Divario salariale: studio e risultati

Nello studio non è stato preso in considerazione solamente il divario salariale, ma anche altri dati, come ad esempio il costo mensile della vita per individuo rispetto allo stipendio nello Stato di riferimento. Questo perché, come hanno fatto notare gli analisti della Blacktower, due Paesi possono avere lo stesso gender pay gap, ma se in uno dei due il costo della vita è più basso, il gap sarà meno sfavorevole per le donne. Seguendo questi criteri, sono stati analizzati 29 Paesi europei per scoprire dove le donne sono più danneggiate a livello economico rispetto ai loro colleghi.

I risultati sono stati a dir poco sorprendenti, dal momento che in cima alla lista non troviamo Stati del Nord Europa, generalmente più che attenti alle questioni sociali, ma la Romania, con un divario retributivo di appena 2,4% – che si associa oltretutto ad un modesto costo della vita mensile. L’Italia presenta un gap di 4,2 punti percentuali, che le garantirebbe un quarto posto nella classifica stilata. La nostra penisola ha però un costo della vita più alto di Paesi in condizioni similari, e questo la fa scivolare al sesto posto nella classifica complessiva che tiene conto di entrambi gli aspetti.

L’interpretazione dei dati: le donne continuano ad essere vittime

Tuttavia, non è tutto oro ciò che luccica. Infatti, l’indicatore non è del tutto preciso: una ridotta differenza retributiva di genere in un Paese specifico non corrisponde necessariamente ad una maggiore uguaglianza tra uomo e donna. In alcuni Stati membri, un divario inferiore può essere collegato ad una minore partecipazione delle donne al mercato del lavoro. Allo stesso modo, divari più alti possono essere ricondotti ad un’elevata percentuale di donne che svolgono un lavoro part-time o alla loro concentrazione in un numero ristretto di professioni.

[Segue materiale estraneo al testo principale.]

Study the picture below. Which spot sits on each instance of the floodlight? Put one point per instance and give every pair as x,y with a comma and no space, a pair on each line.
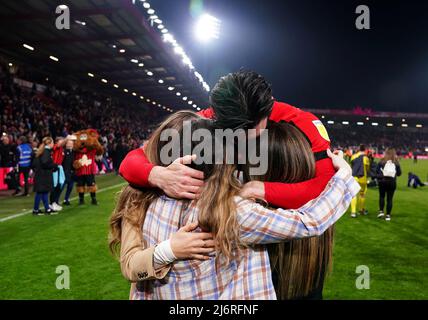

Come ha sottolineato un report della Commissione europea del 2019, le donne continuano ad essere vittime di una vera e propria discriminazione, che fa sì che abbiano una retribuzione inferiore rispetto ai colleghi di sesso maschile a parità di qualifiche o di stesse condizioni. Questo perché le donne svolgono mediamente più ore di lavoro domestico rispetto agli uomini, sono più propense ad interrompere la propria carriera professionale per motivi di responsabilità familiare e anche perché sono sovra-rappresentate in settori generalmente poco retribuiti.

Qual è la situazione in Italia?

Vi è ancora una certa resistenza all’ingresso delle donne italiane nel mondo del lavoro, specialmente per coloro che sono già diventate mamme. Lo dimostra il dato secondo il quale il 42,6% delle mamme tra i 25 e i 54 anni risultano non occupate. Secondo il Gender Equality Index, indice definito dall’Unione Europea nel 2013 che valuta la parità di genere in un Paese con un punteggio da 1 a 100 e che si fonda su vari indicatori come il livello di istruzione, la parità di accesso all’occupazione, il gender pay gap, l’Italia si piazza solamente in quattordicesima posizione con un punteggio di 63,50 rispetto ad un punteggio medio europeo che si assesta a 68.

L’uguaglianza salariale di genere è ancora lontana e questo, secondo quanto affermato da uno studio del Parlamento Europeo, va a tutto discapito della crescita economica e della lotta alla povertà. Per questa ragione, le istituzioni statali e comunitarie stanno redigendo degli ambiziosi piani d’azione al fine di ridurre il divario salariale di genere nei prossimi 5 anni. Il tutto a partire da una normativa atta a promuovere la trasparenza degli stipendi che, nella mente dei legislatori europei, dovrebbe contribuire a tal fine.